I saw a video recently where a guy discussed, among other tips, how to re-work a drop shot rig for more flexibility in adjusting the distance of the weight from the bait and freeing the hook and lure to move unhampered as opposed to a fixed hook.
You may already be aware of this variation. I had never seen it before so figured many more might have not seen this unique way to rig a drop shot. “Modified Drop Shot” is just a name I came up with to loosely refer to the new way to set the lure up.
Using bobber stoppers with the hook in-between allows you to quickly change the distance your lure is above the bottom. The hook is allowed to move freely up and down the line between the stoppers as well as spin with no line twist. Vertical movement of the hook and lure is controlled by simply moving the top bobber stopper closer to or farther away from the bottom stopper. Moving the bottom stopper adjusts the distance your lure is from the bottom.
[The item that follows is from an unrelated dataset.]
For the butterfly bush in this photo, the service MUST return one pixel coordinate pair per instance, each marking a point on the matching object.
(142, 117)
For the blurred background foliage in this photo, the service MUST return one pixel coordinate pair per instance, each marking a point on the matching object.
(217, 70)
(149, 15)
Another advantage of using the “modified drop shot” is the quick re-rigging after losing a weight. Simply attach a new weight and slide the bobber stoppers up your line to your desired distance from the bottom. You don’t have to tie a new hook and lure.
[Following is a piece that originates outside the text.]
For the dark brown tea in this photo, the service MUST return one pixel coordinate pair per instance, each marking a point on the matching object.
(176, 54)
Let’s get into setting up the rigging.
The items needed are just two bobber stoppers, a drop shot weight, and of course a hook and lure.
Regarding the weight. I chose a cylinder-styled weight since I feel a weight of that shape is less prone to hanging up than the round style. My experience is the cylinder-shaped weight is much easier to recover from snags, etc. How you attach the drop shot weight is a personal choice. Either slide the line into the weight’s attachment wire or tie it to the weight using a knot. I personally like using the line wire attachment so if my weight does get hung up I stand a better chance of just losing the weight instead of more. The weight you use depends on the depth of the water you are going to fish.
Building this rig is very simple. Attach a bobber stopper to your line and slide it up. This will obviously be your top stopper that your hook and lure will not travel past going up the line. Next, thread your line through the eye of the hook you will be using. The size is up to you. With the line threaded through the eye of the hook your hook and the lure are free to travel up and down the line between the two stoppers. Attaching the hook in this manner also allows it to not only move up and down but spin as well with no line twist.
The next step is to attach the next bobber stopper (OK, this is the bottom stopper) which will control how far down the line your hook and lure can travel and is used primarily to set the distance above the bottom you want your hook and lure to ride.
With all of this done you are ready to attach the drop shot weight. As mentioned before, the size weight is up to you. After attaching the weight, move the bottom stopper up or down your line to set the general distance the lure moves above the bottom (which might be a little variable depending on the distance the lure moves between the two bobber stoppers).
Using a spinning reel with a 1/4 oz. drop shot weight and 6 lb. line you can cast this rig an easy 20 yards.
Give this alternative setup a try. I enjoy drop shot fishing and rigging a lot more with the “Modified Drop Shot”.